Outside of Conway, there are no candidates with legislative experience in a condensed term where experience may matter more than anything else. Republican and Fresno County Supervisor Nathan Magsig withdrew from the race to run for the newly redrawn District 5 and Democrat Phil Arballo, who came within 8.5 points of catching Nunes in 2020, withdrew to run in the newly formed District 13. This is the first time Republican Michael Maher and Democrat Lourin Hubbard have run for office or even run a campaign. Hubbard has a political science degree but works as an operations manager for the California Department of Water Resources. Hubbard did not return calls of press time for this article. 

Maher is a Tulare native who’s federal accomplishments read like a presidential resume, but no actual political experience, making him an interesting choice. He enlisted in the Navy after the Sept. 11, 2001 attacks and shortly thereafter was injured in a submarine and was medically retired four years later. He then graduated from Quantico and served as special agent with the FBI. He followed that by serving as CEO of a luxury air charter company before starting his own aviation company. 

The Republican candidate is pro business and pro environment and said wants to use his time in Congress to bring high paying aviation jobs to the Valley, especially in the advancement of electric powered flight, sustainable jet fuels using dairy waste, according to his website.
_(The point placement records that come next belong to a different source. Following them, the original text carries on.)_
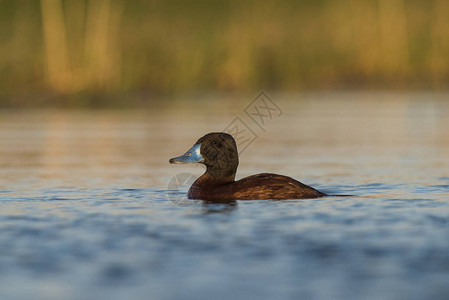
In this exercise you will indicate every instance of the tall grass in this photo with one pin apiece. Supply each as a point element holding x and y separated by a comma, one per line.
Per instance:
<point>101,47</point>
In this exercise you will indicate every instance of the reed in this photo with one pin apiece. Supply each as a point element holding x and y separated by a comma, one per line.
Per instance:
<point>104,47</point>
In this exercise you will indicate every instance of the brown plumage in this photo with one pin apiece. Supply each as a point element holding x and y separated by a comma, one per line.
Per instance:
<point>218,152</point>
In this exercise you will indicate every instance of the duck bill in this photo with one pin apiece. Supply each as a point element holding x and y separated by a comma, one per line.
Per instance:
<point>191,156</point>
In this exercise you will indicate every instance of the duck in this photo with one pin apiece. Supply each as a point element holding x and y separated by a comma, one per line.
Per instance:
<point>218,152</point>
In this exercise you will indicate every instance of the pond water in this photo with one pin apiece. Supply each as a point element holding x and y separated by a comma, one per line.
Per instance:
<point>88,211</point>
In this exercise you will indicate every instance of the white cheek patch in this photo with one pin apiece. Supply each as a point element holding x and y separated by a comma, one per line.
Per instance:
<point>196,153</point>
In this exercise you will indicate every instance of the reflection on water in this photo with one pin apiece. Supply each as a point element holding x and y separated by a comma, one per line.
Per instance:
<point>86,212</point>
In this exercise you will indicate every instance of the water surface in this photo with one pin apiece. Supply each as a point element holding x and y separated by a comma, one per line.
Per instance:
<point>86,213</point>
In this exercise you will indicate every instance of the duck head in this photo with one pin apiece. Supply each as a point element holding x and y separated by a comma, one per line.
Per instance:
<point>217,151</point>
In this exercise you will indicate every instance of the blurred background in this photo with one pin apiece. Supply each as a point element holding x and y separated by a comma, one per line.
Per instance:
<point>99,53</point>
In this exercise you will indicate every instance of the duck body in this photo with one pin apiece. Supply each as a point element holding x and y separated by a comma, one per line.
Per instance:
<point>255,187</point>
<point>218,152</point>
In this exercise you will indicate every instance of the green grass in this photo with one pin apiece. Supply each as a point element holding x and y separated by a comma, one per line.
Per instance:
<point>78,49</point>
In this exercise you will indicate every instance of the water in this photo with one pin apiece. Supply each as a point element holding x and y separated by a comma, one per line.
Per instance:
<point>85,212</point>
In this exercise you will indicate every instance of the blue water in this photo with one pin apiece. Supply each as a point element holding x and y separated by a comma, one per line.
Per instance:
<point>87,211</point>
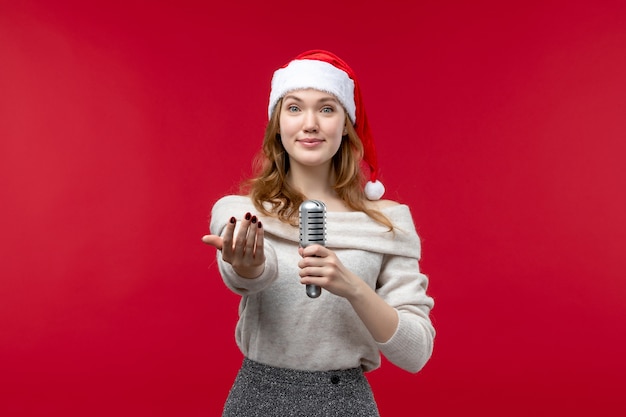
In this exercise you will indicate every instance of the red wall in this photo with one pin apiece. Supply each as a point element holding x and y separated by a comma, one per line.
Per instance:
<point>503,126</point>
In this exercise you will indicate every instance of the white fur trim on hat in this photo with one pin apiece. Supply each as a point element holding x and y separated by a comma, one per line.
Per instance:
<point>319,75</point>
<point>374,190</point>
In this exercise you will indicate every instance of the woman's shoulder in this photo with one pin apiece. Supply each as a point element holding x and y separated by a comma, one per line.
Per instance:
<point>381,205</point>
<point>230,202</point>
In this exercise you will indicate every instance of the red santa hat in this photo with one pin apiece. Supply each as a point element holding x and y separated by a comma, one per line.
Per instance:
<point>324,71</point>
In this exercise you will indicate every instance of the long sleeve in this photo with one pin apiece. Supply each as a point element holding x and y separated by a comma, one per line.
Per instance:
<point>403,286</point>
<point>280,326</point>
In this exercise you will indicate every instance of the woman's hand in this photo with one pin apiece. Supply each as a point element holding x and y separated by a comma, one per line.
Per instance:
<point>244,251</point>
<point>320,266</point>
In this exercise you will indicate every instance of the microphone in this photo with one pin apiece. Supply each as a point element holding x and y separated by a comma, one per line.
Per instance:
<point>312,231</point>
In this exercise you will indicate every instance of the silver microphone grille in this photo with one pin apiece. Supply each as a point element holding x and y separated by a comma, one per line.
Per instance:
<point>312,223</point>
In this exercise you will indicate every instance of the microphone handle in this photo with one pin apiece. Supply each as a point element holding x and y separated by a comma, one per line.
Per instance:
<point>312,230</point>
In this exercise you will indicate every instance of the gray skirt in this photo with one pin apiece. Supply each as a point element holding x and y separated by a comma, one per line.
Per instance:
<point>266,391</point>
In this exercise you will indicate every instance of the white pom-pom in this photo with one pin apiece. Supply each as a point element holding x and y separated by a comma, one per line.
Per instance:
<point>374,190</point>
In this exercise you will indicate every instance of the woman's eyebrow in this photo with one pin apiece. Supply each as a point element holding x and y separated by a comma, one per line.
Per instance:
<point>321,100</point>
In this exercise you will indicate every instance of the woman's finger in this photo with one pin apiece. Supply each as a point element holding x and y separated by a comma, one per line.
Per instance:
<point>213,240</point>
<point>227,238</point>
<point>259,252</point>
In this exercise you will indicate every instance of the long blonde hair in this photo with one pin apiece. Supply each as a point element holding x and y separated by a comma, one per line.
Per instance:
<point>272,164</point>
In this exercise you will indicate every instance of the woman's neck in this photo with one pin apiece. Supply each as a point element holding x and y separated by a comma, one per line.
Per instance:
<point>315,183</point>
<point>312,182</point>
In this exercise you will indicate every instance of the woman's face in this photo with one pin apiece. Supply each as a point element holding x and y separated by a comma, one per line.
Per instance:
<point>311,126</point>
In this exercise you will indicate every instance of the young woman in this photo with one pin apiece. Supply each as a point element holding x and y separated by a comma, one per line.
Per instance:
<point>306,356</point>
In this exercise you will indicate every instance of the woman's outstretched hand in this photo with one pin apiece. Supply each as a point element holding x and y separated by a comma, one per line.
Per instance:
<point>243,250</point>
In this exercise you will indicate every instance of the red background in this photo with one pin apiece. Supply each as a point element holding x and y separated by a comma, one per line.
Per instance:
<point>503,126</point>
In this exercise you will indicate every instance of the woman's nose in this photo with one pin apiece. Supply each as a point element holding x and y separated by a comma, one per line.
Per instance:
<point>310,122</point>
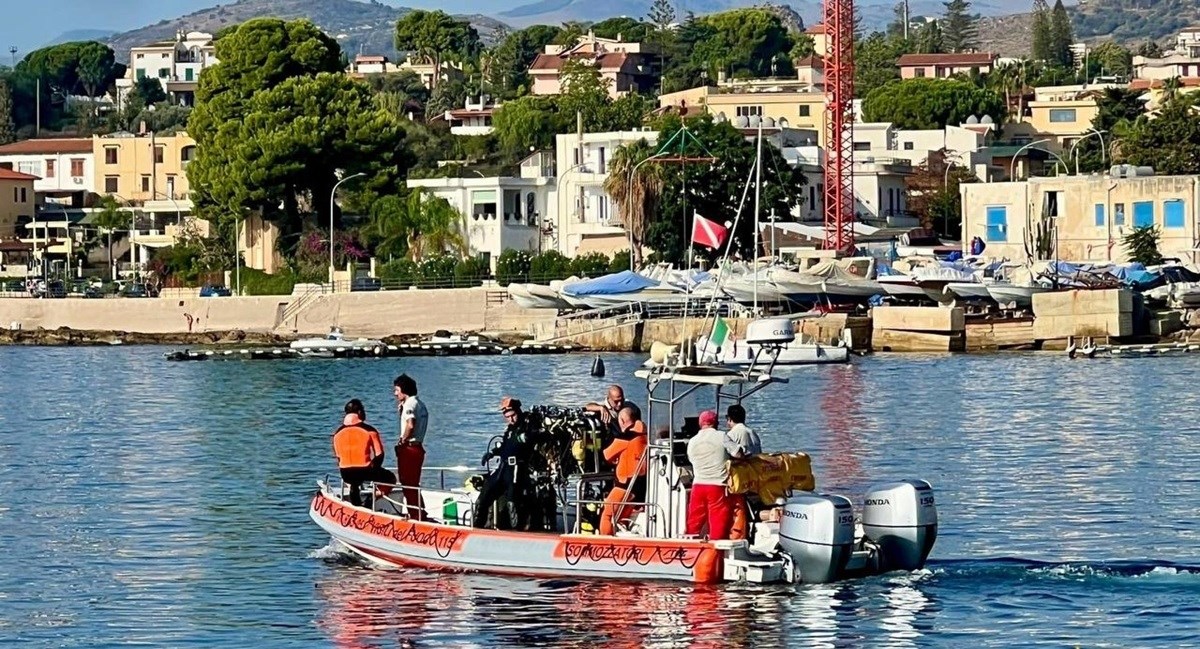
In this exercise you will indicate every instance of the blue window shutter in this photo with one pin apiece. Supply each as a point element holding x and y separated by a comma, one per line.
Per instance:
<point>1143,214</point>
<point>997,223</point>
<point>1173,214</point>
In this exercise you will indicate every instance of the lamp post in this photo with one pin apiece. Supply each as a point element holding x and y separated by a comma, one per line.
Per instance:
<point>629,204</point>
<point>331,196</point>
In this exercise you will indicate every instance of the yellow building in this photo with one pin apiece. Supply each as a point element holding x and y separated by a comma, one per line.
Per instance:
<point>1093,214</point>
<point>17,200</point>
<point>144,169</point>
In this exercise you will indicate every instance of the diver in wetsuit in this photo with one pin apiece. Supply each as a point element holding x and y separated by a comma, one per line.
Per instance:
<point>508,487</point>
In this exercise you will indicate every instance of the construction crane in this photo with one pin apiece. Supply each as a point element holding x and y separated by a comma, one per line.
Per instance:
<point>839,125</point>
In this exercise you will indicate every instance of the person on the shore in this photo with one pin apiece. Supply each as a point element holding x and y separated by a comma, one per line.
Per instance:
<point>507,487</point>
<point>628,454</point>
<point>745,444</point>
<point>359,452</point>
<point>414,420</point>
<point>709,506</point>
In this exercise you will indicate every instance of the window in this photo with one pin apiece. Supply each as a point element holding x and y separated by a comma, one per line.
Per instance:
<point>1173,214</point>
<point>1062,115</point>
<point>1143,214</point>
<point>997,223</point>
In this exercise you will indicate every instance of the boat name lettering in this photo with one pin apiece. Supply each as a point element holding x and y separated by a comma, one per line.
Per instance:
<point>443,541</point>
<point>623,554</point>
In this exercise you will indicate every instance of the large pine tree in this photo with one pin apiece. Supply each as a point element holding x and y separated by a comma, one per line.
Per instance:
<point>1042,35</point>
<point>959,26</point>
<point>1061,35</point>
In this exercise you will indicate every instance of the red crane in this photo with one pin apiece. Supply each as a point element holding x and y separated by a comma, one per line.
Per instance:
<point>839,125</point>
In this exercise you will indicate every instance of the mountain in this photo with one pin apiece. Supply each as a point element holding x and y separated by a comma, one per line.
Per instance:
<point>364,26</point>
<point>1134,20</point>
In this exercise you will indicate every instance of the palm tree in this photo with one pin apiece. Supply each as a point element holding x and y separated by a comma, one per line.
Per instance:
<point>419,226</point>
<point>635,187</point>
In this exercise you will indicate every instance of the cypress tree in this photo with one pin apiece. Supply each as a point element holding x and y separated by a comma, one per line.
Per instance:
<point>958,26</point>
<point>1061,35</point>
<point>1042,36</point>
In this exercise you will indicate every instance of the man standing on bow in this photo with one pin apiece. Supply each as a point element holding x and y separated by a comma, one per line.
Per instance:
<point>414,419</point>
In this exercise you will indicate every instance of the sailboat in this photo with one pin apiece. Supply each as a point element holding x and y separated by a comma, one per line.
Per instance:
<point>801,350</point>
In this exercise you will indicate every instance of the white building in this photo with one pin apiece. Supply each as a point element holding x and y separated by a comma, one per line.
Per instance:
<point>499,212</point>
<point>177,65</point>
<point>64,167</point>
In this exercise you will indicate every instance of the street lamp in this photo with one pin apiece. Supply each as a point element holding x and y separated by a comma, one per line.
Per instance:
<point>331,196</point>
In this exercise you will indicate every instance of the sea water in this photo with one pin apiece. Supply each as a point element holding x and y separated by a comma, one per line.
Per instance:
<point>165,504</point>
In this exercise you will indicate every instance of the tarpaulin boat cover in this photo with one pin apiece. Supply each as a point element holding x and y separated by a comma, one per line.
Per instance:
<point>610,284</point>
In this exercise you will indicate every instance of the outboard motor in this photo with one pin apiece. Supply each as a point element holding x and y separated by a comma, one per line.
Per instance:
<point>901,518</point>
<point>819,533</point>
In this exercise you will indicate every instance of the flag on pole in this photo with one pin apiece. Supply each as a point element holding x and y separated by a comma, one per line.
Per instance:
<point>720,334</point>
<point>707,233</point>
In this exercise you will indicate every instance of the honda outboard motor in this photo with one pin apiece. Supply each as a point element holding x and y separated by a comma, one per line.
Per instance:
<point>901,518</point>
<point>819,533</point>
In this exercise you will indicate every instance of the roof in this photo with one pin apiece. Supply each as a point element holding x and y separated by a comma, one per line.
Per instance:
<point>9,174</point>
<point>961,59</point>
<point>42,146</point>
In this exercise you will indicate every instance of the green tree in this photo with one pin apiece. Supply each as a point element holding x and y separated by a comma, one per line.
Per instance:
<point>959,31</point>
<point>7,128</point>
<point>931,103</point>
<point>1042,32</point>
<point>635,186</point>
<point>1141,245</point>
<point>1061,36</point>
<point>1169,142</point>
<point>437,37</point>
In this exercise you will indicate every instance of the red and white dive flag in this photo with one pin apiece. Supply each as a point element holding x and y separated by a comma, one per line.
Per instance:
<point>707,233</point>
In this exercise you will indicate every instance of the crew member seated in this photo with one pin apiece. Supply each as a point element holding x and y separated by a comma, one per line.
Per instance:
<point>507,487</point>
<point>628,454</point>
<point>359,452</point>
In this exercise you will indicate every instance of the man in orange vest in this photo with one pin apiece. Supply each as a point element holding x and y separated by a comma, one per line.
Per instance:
<point>628,452</point>
<point>359,452</point>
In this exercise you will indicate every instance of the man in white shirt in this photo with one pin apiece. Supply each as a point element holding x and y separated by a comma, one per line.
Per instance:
<point>414,419</point>
<point>709,505</point>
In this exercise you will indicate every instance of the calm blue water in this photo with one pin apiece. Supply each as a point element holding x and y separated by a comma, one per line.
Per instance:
<point>154,503</point>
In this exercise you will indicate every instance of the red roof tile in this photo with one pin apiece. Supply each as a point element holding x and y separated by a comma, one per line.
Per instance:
<point>963,59</point>
<point>43,146</point>
<point>9,174</point>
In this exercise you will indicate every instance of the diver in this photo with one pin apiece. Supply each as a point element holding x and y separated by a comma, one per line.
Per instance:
<point>628,454</point>
<point>359,452</point>
<point>507,487</point>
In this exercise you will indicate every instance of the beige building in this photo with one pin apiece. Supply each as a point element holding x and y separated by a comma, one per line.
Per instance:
<point>627,66</point>
<point>1093,214</point>
<point>941,66</point>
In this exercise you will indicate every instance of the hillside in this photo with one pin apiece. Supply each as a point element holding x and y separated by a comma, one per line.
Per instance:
<point>359,26</point>
<point>1134,20</point>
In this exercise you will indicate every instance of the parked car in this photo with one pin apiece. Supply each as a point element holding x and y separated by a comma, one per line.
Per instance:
<point>215,292</point>
<point>366,283</point>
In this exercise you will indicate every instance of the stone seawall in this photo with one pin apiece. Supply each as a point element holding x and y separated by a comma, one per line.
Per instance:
<point>375,314</point>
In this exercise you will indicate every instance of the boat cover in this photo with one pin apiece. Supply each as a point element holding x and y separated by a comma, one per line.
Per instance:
<point>610,284</point>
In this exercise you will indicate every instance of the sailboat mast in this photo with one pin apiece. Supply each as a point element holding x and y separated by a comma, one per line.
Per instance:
<point>757,194</point>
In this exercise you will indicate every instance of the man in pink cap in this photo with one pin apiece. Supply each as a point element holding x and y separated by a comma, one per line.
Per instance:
<point>709,505</point>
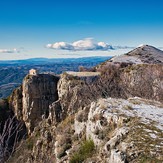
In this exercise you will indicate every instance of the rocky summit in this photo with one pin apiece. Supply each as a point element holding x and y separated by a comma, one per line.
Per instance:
<point>112,114</point>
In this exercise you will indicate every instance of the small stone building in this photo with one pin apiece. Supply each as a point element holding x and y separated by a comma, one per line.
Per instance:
<point>33,72</point>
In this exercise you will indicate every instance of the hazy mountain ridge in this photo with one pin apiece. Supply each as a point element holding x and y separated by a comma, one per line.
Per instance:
<point>13,72</point>
<point>100,116</point>
<point>142,54</point>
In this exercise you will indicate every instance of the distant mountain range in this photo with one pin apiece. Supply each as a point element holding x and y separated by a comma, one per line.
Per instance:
<point>13,71</point>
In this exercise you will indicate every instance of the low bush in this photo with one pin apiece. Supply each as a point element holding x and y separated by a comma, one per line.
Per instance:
<point>85,151</point>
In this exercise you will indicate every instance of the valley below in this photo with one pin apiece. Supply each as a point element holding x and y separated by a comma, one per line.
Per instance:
<point>111,111</point>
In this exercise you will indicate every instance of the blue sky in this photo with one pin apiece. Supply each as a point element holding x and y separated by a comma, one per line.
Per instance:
<point>26,27</point>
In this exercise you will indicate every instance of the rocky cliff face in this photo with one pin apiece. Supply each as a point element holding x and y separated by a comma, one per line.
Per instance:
<point>31,101</point>
<point>68,120</point>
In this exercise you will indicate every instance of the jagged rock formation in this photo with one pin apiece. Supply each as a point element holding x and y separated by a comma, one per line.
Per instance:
<point>61,113</point>
<point>31,101</point>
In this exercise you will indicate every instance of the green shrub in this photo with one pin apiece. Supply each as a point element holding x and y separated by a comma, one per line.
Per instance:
<point>85,151</point>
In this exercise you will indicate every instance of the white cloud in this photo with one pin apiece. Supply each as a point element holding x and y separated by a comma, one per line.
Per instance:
<point>9,50</point>
<point>81,45</point>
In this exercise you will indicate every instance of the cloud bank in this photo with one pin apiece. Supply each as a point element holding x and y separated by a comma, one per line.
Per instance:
<point>87,44</point>
<point>9,50</point>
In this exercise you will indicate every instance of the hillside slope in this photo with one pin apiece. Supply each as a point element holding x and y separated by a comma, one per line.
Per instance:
<point>82,118</point>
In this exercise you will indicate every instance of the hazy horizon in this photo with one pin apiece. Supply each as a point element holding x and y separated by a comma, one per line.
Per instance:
<point>57,29</point>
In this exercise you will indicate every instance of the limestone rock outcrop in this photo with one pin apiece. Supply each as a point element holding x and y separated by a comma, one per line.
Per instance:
<point>31,101</point>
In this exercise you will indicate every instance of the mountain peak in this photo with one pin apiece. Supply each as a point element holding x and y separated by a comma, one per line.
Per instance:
<point>141,54</point>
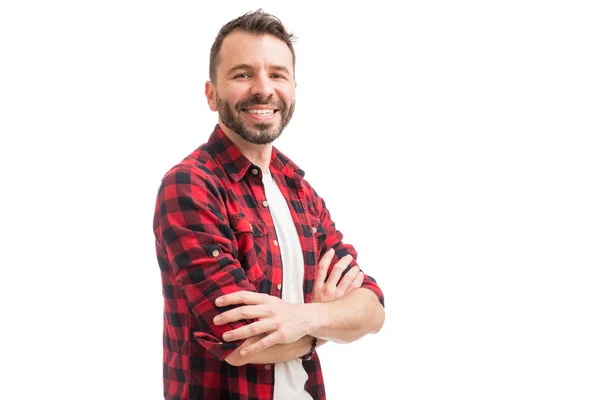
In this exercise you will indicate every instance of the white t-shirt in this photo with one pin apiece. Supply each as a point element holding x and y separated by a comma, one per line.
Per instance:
<point>290,376</point>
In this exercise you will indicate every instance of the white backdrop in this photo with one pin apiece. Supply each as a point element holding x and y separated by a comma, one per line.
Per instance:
<point>455,143</point>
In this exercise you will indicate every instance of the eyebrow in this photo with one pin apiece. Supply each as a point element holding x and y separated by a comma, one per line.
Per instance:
<point>249,67</point>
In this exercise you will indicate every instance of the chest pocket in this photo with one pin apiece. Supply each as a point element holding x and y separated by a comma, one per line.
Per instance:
<point>318,232</point>
<point>252,248</point>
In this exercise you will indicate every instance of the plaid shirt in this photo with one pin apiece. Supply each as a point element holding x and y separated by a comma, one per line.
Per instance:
<point>214,235</point>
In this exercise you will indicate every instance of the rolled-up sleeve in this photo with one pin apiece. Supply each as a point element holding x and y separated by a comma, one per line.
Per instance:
<point>196,238</point>
<point>333,238</point>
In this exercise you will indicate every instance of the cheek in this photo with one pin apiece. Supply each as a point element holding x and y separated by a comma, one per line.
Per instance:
<point>287,94</point>
<point>233,94</point>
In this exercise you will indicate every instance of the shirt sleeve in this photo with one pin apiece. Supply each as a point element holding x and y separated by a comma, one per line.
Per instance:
<point>193,232</point>
<point>333,238</point>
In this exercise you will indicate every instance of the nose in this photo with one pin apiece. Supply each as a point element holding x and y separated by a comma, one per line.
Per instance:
<point>262,86</point>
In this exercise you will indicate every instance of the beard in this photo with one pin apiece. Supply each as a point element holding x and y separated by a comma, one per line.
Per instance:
<point>257,133</point>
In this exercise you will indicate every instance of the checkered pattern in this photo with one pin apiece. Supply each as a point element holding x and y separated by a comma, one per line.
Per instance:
<point>214,235</point>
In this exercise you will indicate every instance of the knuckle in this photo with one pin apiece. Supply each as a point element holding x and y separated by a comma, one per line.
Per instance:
<point>252,330</point>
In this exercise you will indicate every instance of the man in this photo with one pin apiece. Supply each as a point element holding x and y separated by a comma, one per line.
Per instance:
<point>255,274</point>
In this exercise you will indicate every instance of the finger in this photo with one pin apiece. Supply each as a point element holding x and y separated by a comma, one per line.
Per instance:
<point>245,332</point>
<point>337,270</point>
<point>241,297</point>
<point>240,313</point>
<point>324,263</point>
<point>347,279</point>
<point>261,345</point>
<point>357,282</point>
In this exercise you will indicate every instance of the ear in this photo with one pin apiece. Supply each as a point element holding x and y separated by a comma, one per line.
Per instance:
<point>211,95</point>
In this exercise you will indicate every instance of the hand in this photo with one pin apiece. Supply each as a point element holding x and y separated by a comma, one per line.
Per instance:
<point>280,321</point>
<point>335,288</point>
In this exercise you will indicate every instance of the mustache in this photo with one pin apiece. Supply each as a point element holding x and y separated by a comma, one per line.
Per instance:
<point>255,101</point>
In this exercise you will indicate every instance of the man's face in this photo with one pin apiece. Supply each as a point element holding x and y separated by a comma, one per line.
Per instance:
<point>255,89</point>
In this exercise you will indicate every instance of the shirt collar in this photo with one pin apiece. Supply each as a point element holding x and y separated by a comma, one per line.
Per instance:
<point>237,165</point>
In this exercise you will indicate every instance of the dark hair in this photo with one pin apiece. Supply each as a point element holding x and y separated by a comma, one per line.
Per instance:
<point>258,23</point>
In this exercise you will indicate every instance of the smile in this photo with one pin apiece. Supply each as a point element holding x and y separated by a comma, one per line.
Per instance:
<point>261,112</point>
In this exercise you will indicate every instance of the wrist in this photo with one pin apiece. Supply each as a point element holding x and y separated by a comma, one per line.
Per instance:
<point>320,316</point>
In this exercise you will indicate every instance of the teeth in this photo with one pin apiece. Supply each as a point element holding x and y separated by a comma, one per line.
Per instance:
<point>260,112</point>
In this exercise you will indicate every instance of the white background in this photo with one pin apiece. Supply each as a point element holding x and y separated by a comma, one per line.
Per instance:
<point>455,143</point>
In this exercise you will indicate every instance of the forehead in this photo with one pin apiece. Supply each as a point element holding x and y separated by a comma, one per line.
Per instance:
<point>256,50</point>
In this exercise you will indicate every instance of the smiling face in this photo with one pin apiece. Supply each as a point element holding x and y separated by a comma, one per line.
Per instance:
<point>254,92</point>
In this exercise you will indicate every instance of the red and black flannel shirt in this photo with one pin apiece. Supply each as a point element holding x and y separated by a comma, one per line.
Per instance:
<point>214,235</point>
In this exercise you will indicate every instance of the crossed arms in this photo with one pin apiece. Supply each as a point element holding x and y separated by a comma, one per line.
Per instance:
<point>192,233</point>
<point>343,312</point>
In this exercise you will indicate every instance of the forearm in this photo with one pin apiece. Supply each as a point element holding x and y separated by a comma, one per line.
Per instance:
<point>273,354</point>
<point>348,318</point>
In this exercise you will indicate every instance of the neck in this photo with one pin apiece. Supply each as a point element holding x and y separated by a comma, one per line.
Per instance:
<point>259,154</point>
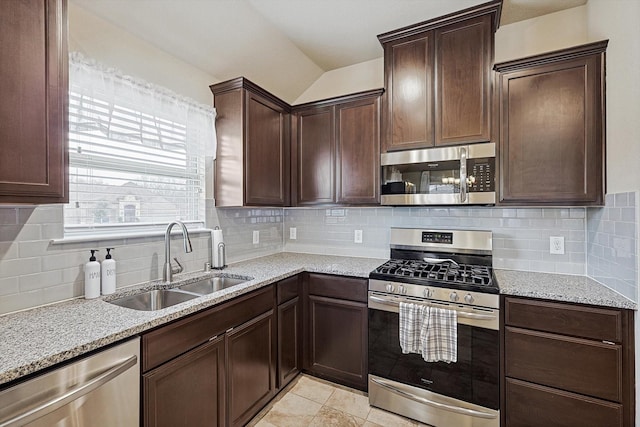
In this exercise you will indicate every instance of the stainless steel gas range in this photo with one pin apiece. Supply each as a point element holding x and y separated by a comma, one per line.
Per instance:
<point>449,269</point>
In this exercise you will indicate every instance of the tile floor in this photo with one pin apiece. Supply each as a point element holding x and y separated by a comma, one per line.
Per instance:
<point>309,402</point>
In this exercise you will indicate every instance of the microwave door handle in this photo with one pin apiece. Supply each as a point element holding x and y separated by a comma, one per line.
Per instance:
<point>463,174</point>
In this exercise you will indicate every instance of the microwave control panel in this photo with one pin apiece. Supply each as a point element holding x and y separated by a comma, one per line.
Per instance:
<point>483,171</point>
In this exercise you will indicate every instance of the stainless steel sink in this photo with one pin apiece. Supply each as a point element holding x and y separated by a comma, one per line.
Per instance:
<point>210,285</point>
<point>153,300</point>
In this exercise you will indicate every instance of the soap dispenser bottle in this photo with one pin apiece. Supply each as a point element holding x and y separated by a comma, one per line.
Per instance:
<point>92,277</point>
<point>108,274</point>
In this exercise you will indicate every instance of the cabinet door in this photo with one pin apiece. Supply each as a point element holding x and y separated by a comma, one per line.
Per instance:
<point>33,108</point>
<point>288,341</point>
<point>552,141</point>
<point>358,152</point>
<point>409,74</point>
<point>315,141</point>
<point>338,340</point>
<point>266,153</point>
<point>251,366</point>
<point>464,57</point>
<point>187,391</point>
Maher was unavailable to speak in time for this article.

Self-proclaimed tech rebel Elizabeth Heng is Ivy League-educated and spent six-and-a-half years on the Hill as a staffer for Congressman Ed Royce. The Republican also ran against Congressman Jim Costa in 2018. Unlike Nunes, she is not necessarily pro-Trump and says he wants to make a “new path” for conservatives, rather than side with the Liz Cheneys and Kevin McCarthys of the Republican party.

Garcia also experienced the federal government from the inside after joining the Marines when he was just 17 years old. He served two tours in Iraq under both a Democratic and Republican president. He originally ran as no party preference against Nunes in 2020 to avoid the tribalism of the last four years but found out there is no political infrastructure for independents. After the Jan. 6, 2021  insurrection of the Capitol, Garcia chose to run as a Democrat because their party “didn’t try to overthrow the government.”

If elected, Garcia plans to use the remaining months of Nunes’ term to extend the child tax credit which has helped lift thousands of children in the Tulare and Fresno counties out of hunger and poverty. Short of that, Garcia said he hopes to raise awareness among his Congressional peers about the issues affecting the South Valley, such as water contamination, something he said Nunes did little to address even when he became a national figure. Garcia said even after his exit from public service, it appears Nunes is taking more than he has given to his constituents. 

“He’s taking away those [election] funds which could have been used for something else,” Garcia said. “That’s not something I would have done.”